There is a list of propositions discussed so far in this site.
Main Body
1: Description
For any \(C^\infty\) vectors bundle, \(\pi: M_1 \rightarrow M_2\), and any regular submanifold, \(M_3 \subseteq M_2\), the restriction of \(\pi\) on \(M_3\), \(\pi_{M_3}: \pi^{-1} (M_3) \rightarrow M_3\), is a \(C^\infty\) vectors bundle.
2: Proof
\(\pi\) is a submersion, \(\pi\) is a transversal map to \(M_3\), and \(\pi^{-1} (M_3)\) is a regular submanifold of \(M_1\) as a preimage of a regular submanifold under a transversal map, by the proposition that for any transversal map from any \(C^\infty\) manifold to any regular submanifold, the preimage of the regular submanifold under the transversal map is a regular submanifold of the domain.

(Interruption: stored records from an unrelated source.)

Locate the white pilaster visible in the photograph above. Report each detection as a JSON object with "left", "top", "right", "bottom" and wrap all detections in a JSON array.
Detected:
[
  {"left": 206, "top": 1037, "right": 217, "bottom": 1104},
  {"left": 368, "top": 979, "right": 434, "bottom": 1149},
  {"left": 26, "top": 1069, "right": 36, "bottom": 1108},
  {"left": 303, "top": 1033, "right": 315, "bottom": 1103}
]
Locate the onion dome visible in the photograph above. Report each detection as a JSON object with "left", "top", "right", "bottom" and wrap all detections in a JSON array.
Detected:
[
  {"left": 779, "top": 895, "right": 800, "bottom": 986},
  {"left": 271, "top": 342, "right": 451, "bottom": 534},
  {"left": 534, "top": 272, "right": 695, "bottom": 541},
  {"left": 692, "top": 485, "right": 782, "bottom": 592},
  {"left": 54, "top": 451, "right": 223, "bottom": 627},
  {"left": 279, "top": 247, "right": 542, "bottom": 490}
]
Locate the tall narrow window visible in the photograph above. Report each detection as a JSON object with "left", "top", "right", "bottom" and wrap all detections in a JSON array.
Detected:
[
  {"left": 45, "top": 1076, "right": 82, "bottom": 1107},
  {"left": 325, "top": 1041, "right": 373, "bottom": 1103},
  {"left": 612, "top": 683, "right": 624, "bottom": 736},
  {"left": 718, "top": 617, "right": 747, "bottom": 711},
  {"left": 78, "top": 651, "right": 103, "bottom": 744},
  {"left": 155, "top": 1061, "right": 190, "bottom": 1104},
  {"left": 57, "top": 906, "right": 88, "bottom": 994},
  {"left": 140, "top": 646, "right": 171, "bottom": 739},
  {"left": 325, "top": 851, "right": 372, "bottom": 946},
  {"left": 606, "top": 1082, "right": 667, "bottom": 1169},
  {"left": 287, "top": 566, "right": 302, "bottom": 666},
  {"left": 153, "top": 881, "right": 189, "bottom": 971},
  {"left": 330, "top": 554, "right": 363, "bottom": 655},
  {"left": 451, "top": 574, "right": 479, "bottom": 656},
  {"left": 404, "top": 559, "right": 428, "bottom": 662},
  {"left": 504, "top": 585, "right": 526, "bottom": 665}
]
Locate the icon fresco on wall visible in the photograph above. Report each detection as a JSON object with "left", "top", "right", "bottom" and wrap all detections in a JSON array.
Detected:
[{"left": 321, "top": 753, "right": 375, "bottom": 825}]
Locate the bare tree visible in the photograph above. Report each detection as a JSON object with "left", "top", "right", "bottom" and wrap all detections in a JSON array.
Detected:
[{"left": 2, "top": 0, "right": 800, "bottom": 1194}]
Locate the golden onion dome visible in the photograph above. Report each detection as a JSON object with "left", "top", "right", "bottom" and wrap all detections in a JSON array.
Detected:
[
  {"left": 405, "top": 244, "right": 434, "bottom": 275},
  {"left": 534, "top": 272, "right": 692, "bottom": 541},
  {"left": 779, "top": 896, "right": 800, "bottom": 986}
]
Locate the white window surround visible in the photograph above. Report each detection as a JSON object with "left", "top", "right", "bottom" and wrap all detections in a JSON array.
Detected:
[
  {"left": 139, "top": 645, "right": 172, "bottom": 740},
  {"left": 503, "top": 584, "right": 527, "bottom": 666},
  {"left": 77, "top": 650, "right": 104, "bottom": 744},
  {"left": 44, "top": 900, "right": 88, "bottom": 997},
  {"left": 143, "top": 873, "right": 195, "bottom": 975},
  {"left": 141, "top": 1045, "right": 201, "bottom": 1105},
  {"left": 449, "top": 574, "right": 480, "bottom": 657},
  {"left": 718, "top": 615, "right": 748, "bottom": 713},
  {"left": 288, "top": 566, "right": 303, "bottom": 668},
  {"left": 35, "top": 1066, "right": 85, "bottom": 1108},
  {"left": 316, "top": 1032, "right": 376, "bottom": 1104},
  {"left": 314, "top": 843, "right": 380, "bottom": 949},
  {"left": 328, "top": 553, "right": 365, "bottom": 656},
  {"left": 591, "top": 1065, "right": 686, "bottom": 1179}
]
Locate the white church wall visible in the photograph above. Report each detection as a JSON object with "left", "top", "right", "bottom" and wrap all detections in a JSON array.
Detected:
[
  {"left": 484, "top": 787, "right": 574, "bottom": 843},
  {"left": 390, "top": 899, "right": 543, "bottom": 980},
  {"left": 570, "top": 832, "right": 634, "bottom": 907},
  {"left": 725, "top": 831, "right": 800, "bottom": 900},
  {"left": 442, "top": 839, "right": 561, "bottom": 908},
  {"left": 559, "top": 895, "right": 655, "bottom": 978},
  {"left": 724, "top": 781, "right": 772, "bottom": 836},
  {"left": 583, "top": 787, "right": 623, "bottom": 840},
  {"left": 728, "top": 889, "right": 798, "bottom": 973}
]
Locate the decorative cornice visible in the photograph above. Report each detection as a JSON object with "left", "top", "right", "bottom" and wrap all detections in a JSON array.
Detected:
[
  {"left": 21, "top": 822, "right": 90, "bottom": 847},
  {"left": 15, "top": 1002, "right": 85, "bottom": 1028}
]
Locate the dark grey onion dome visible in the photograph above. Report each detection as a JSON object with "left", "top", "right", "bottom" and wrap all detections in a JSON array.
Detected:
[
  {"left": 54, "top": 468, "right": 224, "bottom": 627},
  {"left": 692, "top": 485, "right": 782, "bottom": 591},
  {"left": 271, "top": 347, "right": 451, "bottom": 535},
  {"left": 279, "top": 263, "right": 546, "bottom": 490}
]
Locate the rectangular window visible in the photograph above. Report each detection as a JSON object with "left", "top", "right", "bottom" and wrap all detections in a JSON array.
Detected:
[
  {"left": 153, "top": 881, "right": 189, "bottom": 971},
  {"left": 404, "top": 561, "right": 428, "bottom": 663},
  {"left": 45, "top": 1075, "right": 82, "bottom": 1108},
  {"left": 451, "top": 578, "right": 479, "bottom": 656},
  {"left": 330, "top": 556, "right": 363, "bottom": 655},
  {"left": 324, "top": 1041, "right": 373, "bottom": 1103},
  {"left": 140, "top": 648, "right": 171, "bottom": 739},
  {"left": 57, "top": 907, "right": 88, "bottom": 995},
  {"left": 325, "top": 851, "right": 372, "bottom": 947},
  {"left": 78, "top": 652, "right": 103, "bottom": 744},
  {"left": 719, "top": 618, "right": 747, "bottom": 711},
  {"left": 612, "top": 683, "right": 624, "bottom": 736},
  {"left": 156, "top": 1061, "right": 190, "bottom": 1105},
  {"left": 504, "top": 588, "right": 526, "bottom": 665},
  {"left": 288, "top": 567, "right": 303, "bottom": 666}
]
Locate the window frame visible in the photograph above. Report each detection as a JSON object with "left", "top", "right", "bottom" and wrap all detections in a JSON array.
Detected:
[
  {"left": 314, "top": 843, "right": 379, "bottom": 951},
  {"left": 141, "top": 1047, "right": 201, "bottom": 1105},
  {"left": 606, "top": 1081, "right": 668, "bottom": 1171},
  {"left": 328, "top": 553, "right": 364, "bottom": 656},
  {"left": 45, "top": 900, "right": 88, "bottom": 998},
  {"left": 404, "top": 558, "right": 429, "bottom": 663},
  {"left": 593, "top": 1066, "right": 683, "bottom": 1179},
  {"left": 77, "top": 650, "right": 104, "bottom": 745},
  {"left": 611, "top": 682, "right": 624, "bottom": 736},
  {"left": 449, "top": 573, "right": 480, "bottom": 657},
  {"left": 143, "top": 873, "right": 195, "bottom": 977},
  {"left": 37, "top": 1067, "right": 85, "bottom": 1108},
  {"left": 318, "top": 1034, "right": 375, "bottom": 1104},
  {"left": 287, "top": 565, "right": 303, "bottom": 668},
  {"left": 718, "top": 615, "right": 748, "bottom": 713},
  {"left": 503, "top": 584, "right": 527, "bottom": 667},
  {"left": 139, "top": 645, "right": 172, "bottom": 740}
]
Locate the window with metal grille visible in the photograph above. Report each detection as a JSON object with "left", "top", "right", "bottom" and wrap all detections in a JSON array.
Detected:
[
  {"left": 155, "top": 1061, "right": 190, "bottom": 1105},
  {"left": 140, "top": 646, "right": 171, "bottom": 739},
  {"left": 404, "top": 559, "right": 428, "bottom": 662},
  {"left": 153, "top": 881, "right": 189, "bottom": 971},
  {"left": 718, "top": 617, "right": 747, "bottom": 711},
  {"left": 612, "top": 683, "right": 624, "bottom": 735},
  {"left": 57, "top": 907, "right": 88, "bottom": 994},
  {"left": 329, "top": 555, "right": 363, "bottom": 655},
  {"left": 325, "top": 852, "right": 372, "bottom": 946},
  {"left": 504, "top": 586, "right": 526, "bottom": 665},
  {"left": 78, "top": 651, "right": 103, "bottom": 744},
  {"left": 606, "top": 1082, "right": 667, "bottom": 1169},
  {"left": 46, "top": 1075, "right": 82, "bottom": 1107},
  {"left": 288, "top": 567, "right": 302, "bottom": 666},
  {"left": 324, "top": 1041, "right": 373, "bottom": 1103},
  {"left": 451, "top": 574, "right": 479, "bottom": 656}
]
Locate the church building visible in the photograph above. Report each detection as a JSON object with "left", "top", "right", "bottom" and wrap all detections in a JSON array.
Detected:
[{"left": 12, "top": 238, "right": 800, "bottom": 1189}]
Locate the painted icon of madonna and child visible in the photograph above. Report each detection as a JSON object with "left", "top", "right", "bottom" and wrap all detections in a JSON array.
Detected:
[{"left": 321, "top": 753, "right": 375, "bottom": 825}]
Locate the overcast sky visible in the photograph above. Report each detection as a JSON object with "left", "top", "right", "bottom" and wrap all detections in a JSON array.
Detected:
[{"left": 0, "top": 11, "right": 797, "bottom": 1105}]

\(\pi_{M_3}\) is \(C^\infty\) as a restriction of a \(C^\infty\) map on a regular submanifold domain and a regular submanifold codomain, by the proposition that for any \(C^\infty\) map between \(C^\infty\) manifolds, the restriction of the map on any regular submanifold domain and any regular submanifold codomain is \(C^\infty\). \(\pi_{M_3}\) is obviously surjective.
For any \(p \in M_3\), \({\pi_{M_3}}^{-1} (p)\) is a real vectors space, because \({\pi_{M_3}}^{-1} (p) = \pi^{-1} (p)\).
For any \(p \in M_3\), there is an open neighborhood, \(U_p \subseteq M_2\), such that there is a fiber-preserving diffeomorphism, \(f': \pi^{-1} (U_p) \rightarrow U_p \times \mathbb{R}^r\). There is the fiber-preserving bijection, \(f = f'\vert_{\pi^{-1} (U_p \cap M_3)}: \pi^{-1} (U_p \cap M_3) \rightarrow (U_p \cap M_3) \times \mathbb{R}^r\), because \(f'\) is fiber-preserving.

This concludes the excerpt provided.